In the past year, multiple startups – Signos, Levels Health, Nutrisense – have crossed the chasm from disease treatment to prevention, releasing CGM solutions targeted to consumers. Signos is undertaking a 20,000 person study to prove its device can help people lose weight. Levels Health is analyzing 51 million data points collected from users to rank the best and worst foods for managing blood sugar. All are navigating the happy problem of massive demand.
On the supply-push side, it’s instructive to look at Germany’s Digital Health Initiative, which establishes a legal framework for doctors to prescribe (and insurers to pay for) Digital Health applications. Based on its positive reception, the German approach has encouraged other countries to consider reimbursable apps. French president Emmanuel Macron recently announced plans to replicate the reimbursement model.
The Rise of Augmented Reality
Rapidly maturing AR technology is making its way into the surgical theater. Augmented reality in healthcare has traditionally been the domain of medical training, through applications that allow medical students to interact with realistic 3-D simulations.
Increasingly, we are seeing the rise of AR in applications that reduce complexity and/or surface hidden information during live medical procedures. Accuvein superimposes AR visualizations of veins and arteries on patients, allowing clinicians to target needle placement more accurately. Medtronic’s partnership with Surgical Theater is helping surgeons navigate critical brain structures hidden deep within the cranium. The solution overlays AR renderings created from patient brain scans onto the surgical site, allowing surgeons to perform the most delicate and high-risk of surgeries with greater precision and confidence.
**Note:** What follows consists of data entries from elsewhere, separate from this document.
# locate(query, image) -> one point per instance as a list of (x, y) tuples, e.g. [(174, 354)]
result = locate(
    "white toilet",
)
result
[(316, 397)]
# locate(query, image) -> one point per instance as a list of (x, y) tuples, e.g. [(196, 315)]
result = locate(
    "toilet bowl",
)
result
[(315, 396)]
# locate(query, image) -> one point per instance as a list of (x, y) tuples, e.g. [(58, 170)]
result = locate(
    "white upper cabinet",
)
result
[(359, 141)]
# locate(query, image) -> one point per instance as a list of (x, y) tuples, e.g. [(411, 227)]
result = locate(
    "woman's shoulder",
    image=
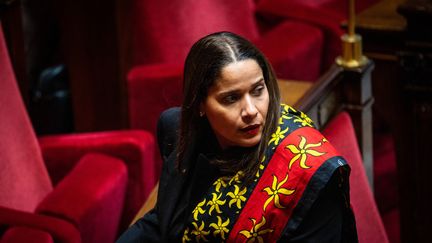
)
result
[(170, 115)]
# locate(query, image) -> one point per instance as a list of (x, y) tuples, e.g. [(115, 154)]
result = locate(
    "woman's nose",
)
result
[(249, 109)]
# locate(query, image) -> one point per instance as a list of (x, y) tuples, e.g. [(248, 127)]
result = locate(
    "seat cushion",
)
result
[(294, 49)]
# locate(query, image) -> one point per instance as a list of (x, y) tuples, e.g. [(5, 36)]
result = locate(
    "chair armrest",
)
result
[(20, 234), (136, 148), (60, 230), (149, 204), (152, 89), (301, 11), (91, 197), (329, 22)]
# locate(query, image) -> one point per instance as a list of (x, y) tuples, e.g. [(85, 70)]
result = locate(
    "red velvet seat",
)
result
[(325, 14), (163, 32), (71, 188), (340, 133)]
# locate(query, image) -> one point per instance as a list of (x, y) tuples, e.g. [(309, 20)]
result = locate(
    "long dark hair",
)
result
[(204, 63)]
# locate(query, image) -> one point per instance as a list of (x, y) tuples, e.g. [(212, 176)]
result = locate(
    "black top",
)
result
[(325, 221)]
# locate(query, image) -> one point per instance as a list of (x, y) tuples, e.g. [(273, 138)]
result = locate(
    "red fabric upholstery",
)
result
[(96, 195), (25, 234), (340, 133), (23, 178), (60, 230), (164, 30), (325, 14), (90, 196), (135, 148)]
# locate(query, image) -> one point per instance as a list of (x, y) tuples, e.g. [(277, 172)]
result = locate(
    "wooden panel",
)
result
[(292, 90)]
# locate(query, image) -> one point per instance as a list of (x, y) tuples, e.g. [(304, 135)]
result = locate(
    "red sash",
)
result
[(281, 186)]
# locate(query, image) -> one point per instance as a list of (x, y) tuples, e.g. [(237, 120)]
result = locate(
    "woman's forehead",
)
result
[(238, 75)]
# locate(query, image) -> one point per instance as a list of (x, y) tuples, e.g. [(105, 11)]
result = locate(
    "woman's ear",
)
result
[(202, 112)]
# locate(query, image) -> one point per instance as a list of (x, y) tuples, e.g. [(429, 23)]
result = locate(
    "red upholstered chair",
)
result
[(164, 30), (370, 228), (328, 15), (71, 188)]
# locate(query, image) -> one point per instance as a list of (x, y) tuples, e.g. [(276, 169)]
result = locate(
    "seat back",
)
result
[(24, 180), (370, 228), (164, 30)]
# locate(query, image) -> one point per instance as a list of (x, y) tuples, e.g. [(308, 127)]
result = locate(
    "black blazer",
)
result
[(322, 224)]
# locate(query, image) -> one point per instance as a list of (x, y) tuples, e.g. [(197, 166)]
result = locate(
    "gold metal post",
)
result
[(352, 55)]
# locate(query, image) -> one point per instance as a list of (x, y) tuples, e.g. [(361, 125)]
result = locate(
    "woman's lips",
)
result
[(252, 129)]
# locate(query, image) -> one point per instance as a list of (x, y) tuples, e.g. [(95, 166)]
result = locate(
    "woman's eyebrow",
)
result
[(234, 91)]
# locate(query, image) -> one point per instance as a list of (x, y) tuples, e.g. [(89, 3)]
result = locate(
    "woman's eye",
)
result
[(230, 99), (257, 91)]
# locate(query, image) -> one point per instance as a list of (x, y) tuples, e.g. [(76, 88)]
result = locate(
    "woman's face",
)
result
[(237, 104)]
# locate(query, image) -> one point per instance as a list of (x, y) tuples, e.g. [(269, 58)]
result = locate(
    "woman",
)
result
[(240, 167)]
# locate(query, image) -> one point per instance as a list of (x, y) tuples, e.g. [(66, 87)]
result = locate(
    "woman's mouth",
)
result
[(252, 129)]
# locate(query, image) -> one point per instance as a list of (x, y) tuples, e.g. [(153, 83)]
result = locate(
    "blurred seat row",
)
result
[(88, 187)]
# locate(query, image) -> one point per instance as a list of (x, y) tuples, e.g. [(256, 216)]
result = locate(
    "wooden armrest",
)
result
[(292, 90), (148, 205)]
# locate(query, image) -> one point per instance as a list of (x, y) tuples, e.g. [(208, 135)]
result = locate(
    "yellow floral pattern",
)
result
[(220, 228), (198, 209), (214, 216), (237, 196), (302, 151), (275, 190), (278, 135), (215, 203), (199, 231), (255, 234)]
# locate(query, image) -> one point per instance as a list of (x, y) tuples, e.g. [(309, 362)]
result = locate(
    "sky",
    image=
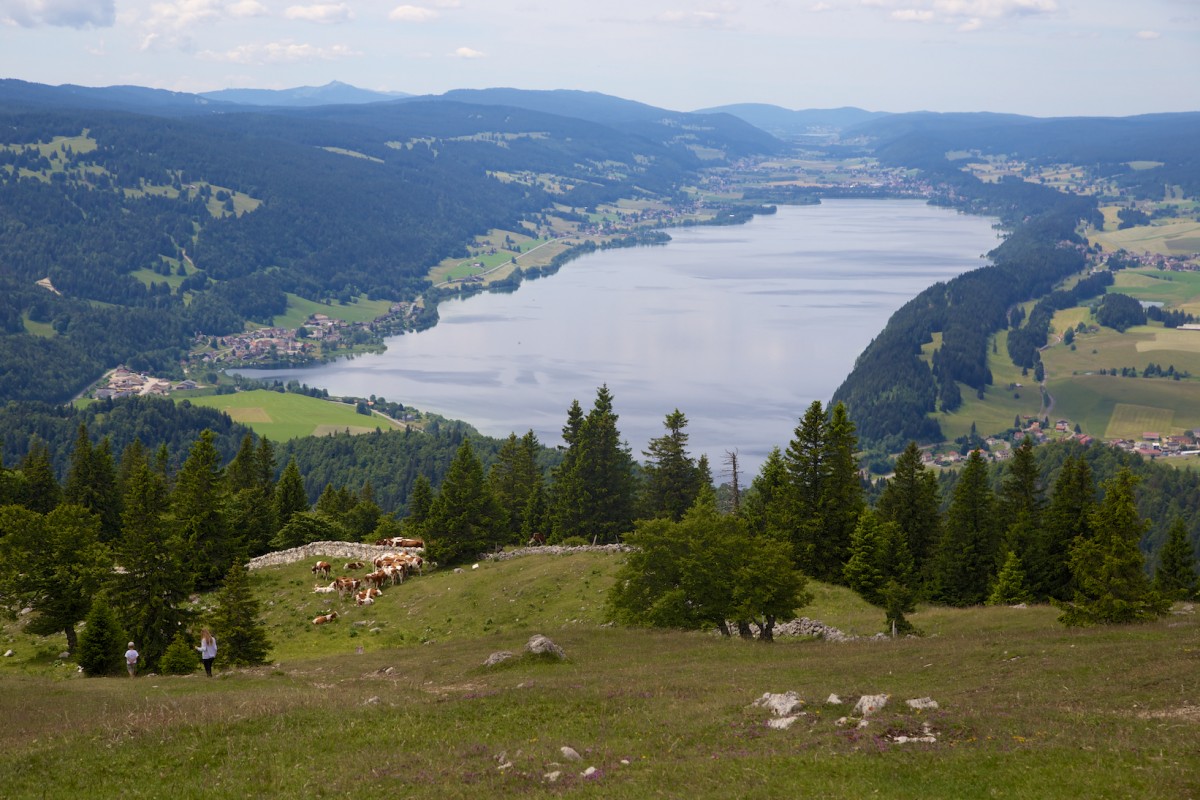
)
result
[(1043, 58)]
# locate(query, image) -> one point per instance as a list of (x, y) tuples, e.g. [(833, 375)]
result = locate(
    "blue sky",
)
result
[(1045, 58)]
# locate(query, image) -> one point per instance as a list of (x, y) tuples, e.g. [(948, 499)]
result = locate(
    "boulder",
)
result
[(869, 704), (781, 705), (539, 644), (498, 657)]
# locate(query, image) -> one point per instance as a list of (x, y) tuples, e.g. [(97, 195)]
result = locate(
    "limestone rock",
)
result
[(781, 705), (869, 704), (499, 656), (539, 644)]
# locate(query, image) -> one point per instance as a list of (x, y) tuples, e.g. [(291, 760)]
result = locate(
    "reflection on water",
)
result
[(741, 329)]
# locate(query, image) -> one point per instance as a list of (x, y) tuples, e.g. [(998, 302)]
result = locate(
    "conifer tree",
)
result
[(1009, 588), (465, 518), (199, 509), (102, 642), (151, 591), (289, 494), (966, 558), (671, 476), (39, 487), (1108, 567), (911, 500), (1176, 575), (237, 623)]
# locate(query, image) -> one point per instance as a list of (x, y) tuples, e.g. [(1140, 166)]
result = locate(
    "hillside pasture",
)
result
[(1025, 707), (282, 415)]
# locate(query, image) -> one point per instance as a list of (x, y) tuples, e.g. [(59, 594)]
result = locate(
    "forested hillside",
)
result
[(155, 226)]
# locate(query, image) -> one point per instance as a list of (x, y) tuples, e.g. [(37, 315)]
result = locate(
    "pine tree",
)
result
[(1176, 575), (289, 494), (151, 591), (102, 642), (911, 500), (465, 518), (966, 558), (671, 476), (40, 488), (1009, 588), (237, 624), (1108, 567), (199, 507)]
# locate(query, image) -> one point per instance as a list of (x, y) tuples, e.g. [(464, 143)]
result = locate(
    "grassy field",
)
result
[(1026, 708), (283, 415), (300, 310)]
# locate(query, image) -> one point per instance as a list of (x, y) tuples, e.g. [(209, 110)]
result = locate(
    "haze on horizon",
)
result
[(1042, 58)]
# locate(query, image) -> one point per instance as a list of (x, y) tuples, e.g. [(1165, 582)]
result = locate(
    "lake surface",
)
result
[(739, 328)]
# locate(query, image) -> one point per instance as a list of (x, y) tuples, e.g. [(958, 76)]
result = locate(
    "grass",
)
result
[(282, 415), (300, 310), (1026, 708)]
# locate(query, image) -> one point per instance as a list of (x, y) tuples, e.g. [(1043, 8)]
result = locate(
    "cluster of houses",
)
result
[(124, 382)]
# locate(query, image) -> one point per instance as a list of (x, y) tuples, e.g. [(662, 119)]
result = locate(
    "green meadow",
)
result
[(394, 699), (360, 311), (283, 415)]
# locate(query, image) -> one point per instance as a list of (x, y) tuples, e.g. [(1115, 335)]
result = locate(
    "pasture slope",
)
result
[(282, 415), (394, 699)]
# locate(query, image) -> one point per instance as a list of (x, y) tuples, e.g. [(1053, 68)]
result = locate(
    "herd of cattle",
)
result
[(388, 567)]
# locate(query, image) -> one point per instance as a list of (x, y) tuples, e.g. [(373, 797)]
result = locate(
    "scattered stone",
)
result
[(783, 723), (498, 657), (869, 704), (923, 703), (539, 644), (781, 705)]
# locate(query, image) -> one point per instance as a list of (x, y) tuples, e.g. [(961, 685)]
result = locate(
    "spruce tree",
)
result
[(911, 500), (102, 642), (465, 519), (1108, 567), (1176, 575), (671, 479), (237, 623), (966, 558)]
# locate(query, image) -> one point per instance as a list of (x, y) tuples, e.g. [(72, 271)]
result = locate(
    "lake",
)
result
[(739, 328)]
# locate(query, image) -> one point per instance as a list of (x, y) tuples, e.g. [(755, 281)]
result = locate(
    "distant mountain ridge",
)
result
[(331, 94)]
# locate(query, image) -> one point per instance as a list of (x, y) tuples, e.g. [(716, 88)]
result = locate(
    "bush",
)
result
[(180, 657)]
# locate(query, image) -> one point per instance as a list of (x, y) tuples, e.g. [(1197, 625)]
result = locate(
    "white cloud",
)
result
[(280, 53), (912, 16), (58, 13), (324, 12), (412, 14)]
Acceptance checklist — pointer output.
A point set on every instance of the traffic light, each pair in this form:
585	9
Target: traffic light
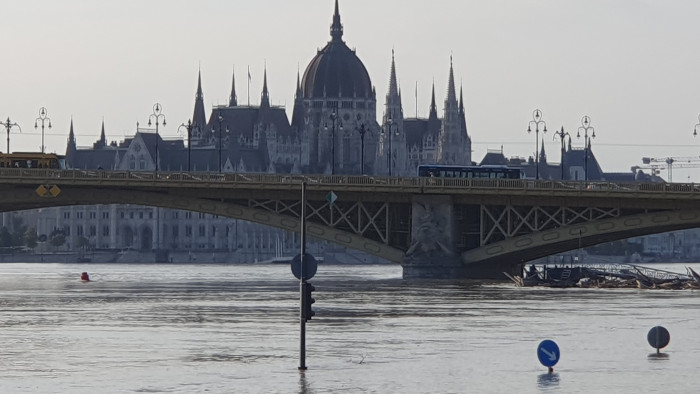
308	288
Although still in its early days, the partnership represents an exciting maturation of AR technology, with enormous potential for surgeons and patients alike.
Regulatory Outlook: The Long(er) Road to EU-MDR Compliance
Regulatory agencies have never been known for speed or agility. Add a global pandemic to the mix, and it’s easy to see why the pathway to EU-MDR (European Union – Medical Device Regulation) compliance is a longer and more winding one. According to an Obelis Group survey, more than 500,000 medical devices remain in queue to receive their new MDR certificates, and it’s taking organizations a daunting 13-18 months to obtain initial certification.
On January 6, 2023, the inevitable happened: the EU proposed an extension of its deadline, and while it was at it, narrowed the scope of the MDR in select device categories. (See this excellent blog and triage flowchart). However, the grace period comes with a caveat: device makers must have already been actively working towards conformance in order to qualify. Fair enough.
Across the pond, the FDA is doing its best to catch up with the extraordinary growth of digital health software. On September 28, 2022, the agency issued final guidance documents on clinical decision support (CDS) software, mobile medical applications , and medical device data systems. In early 2023, the agency updated its Digital Health Policy Navigator accordingly. An excellent summary of the changes is available on this blog.
What’s next?
The world of MedTech is ever-changing and always fascinating. What surprises are in store for the year ahead? Which trends will accelerate, and which will plateau? Along with our customers, I look forward to watching the future unfold.